Not the biggest name out on this list, Sommer only played three games in the NHL. He spent two seasons as an assistant in San Jose from 1996 to 1998 and has been the head coach of their AHL affiliate ever since.
Joel Quenneville, 1978
The best coach on this list, Quenneville is third in coaching wins in NHL history. What’s more amazing is that he has done it splitting his time with the St. Louis Blues, the Colorado Avalanche and the Chicago Blackhawks. He has won two Stanley Cups with Chicago.
Jeff Reese, 1984
Reese, a goalie during his playing career, has mostly been a goalie coach during his coaching career. He was let go by the Philadelphia Flyers after this season ended for them. However, he did spend five seasons as an assistant coach with the Tampa Bay Lightning previously.
Jack Capuano, 1984
Capuano only played six NHL games in his career, split between the Leafs, Canucks and Bruins.

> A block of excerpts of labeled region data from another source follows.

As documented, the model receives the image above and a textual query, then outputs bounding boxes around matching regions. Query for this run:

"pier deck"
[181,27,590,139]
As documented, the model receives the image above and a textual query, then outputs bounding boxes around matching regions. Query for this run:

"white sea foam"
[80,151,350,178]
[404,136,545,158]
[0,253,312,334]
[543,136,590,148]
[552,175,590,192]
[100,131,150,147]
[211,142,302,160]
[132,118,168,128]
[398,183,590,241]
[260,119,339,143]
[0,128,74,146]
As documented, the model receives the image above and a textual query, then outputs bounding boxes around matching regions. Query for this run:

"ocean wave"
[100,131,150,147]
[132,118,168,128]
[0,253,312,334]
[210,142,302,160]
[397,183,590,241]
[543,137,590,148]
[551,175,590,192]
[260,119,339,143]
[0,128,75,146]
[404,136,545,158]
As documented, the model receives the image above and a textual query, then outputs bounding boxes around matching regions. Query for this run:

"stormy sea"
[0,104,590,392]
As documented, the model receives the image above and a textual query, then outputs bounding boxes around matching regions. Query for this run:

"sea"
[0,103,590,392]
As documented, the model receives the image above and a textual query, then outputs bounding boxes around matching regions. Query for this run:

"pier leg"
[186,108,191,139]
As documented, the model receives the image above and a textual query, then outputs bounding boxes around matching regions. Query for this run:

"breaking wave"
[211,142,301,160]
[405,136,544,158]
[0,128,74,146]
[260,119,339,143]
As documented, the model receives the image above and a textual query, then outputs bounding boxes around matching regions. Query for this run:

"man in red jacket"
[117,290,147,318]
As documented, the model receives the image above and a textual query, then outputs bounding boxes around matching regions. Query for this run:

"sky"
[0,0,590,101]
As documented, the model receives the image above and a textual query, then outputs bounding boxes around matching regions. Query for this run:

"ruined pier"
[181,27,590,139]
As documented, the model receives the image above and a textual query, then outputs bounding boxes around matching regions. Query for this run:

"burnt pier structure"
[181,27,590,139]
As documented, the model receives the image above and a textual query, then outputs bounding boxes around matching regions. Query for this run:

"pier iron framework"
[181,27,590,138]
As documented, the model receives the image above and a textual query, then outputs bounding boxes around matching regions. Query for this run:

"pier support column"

He has lasted far longer with the New York Islanders organization, beginning his tenure as an assistant coach in 2005-06. After that season, he became the head coach of their AHL affiliate in Bridgeport for four seasons. He became the head coach of the Islanders in 2010 and has held the job since, providing the team some consistency behind the bench.
Luke Richardson, 1987
Richardson is an up-and-coming coach. He spent three seasons as an assistant with Ottawa starting in 2009 and has been the head coach of their AHL affialiate in Binghamton for the past three seasons. He’ll decide if he ever wants to leave Binghamton, because he’ll certainly receive offers.
Joe Sacco, 1987
Sacco played 738 games in the NHL, playing for five different teams. He began his coaching career in the NHL as the head coach in Colorado, a post he held for four seasons, ending in 2013. He has since been an assistant for the Buffalo Sabres and Boston.
Peter DeBoer, 1988
The last head coach on this list, DeBoer turned a successful junior head coaching into an NHL coaching job. He was the head coach of the Florida Panthers from the 2008-2011. He then became the head coach of the New Jersey Devils, a post he held until midway through this season.
Darby Hendrickson, 1990
Hendrickson played just over 500 games in the NHL, playing for the Maple Leafs, Canucks, Minnesota Wild and the Avalanche. After returning from playing overseas, he became an assistant coach for one of his former teams, the Wild. He still holds the position.
Gerry Meehan, 1963
In the very first NHL Amateur Draft, the Leafs final pick would go on to be one of the important figures in Buffalo Sabres history. Meehan became an assistant general manager in Buffalo in 1984, under Scotty Bowman. The next year, Bowman stepped down and Meehan replaced him. As general manager of the Sabres, he brought players like Pierre Turgeon, Alexander Mogilny, Dale Hawerchuk, Pat LaFontaine and Dominik Hasek to the Sabres.
Ken Holland, 1975
Yeah, one of the best general managers in the history of the NHL was drafted by the Leafs. Too bad they couldn’t hang onto him during his playing career. Maybe they could have had a chance of him being in Toronto right now.
Jim Benning, 1981
After being a scout for Anaheim and Buffalo, Benning became an assistant general manager with the Bruins in 2006. He would hold that job until being named the general manger in Vancouver in 2014.
So who knows? Maybe one of the players the Leafs draft this season will go on to become a coach or general manager in the NHL one day.